Before they can ship out to boot camp, Marine Corps poolees who are interested in the most demanding MOS’s, will now be required to take a new initial strength test.

In order to pass the test, they must be able to do the following: 3 pull-ups, a 1.5-mile run within 13 minutes and 30 seconds, 44 crunches within two minutes, and 45 ammo-can lifts within two minutes.

The tougher initial strength test, which went into effect Jan 1,  applies to those who will eventually move into fields like infantry, recon and combat engineering.

Some poolees are given the test within 48 hours of joining the Marine Corps. Recruiting station commanders have the authority to require poolees to meet standards even higher than the new initial strength test, says Master Sgt. Bryce Piper, with Marine Corps Recruiting Command.

In case where a poolee has a bad day when arriving at Marine Corps Recruit Depot Parris Island or San Diego, a recruiting station commander can require them to do four pull-ups before leaving for recruit training.

“When newly arrived recruits take their Initial Strength Test at recruit training, they are in a state of culture shock and often still tired from travel,” Piper said. “Knowing a recruit can do at least four pull ups helps ensure he or she gets the three required. Commanders cannot lower the standards below the minimum.”

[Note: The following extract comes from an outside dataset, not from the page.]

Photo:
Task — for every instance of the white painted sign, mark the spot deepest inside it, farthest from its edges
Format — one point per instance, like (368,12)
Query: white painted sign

After passing the 13 weeks of recruit training, recruits must go to Marine Corps Combat Training, School of Infantry before they can actually get a job assigned to them.

“We have to make sure that they are physically and mentally prepared,” says Staff Sgt. Diana Wallace, the staff NCO at Recruiting Substation Waldorf, Maryland. Wallace told Marine Corps Times that she makes sure all her male and female poolees assigned to an MOS that requires pullups can “exceed the new initial strength training test’s pullup requirement.”

“We train them before they leave the recruiting substation to get at least five to six pullups – male or female,” Wallace said. “We train them to push for 100 crunches within a two-minute timeframe and we train them to get below a 13 minute run time.”

One of Marine Corps Recruiting Command’s tasks is to make sure “all poolees improve their overall body strength while they are in the delayed entry program, regardless of the MOS for which they ultimately train,” said Major Garron Garn,  a spokesman for Marine Corps Recruiting Command.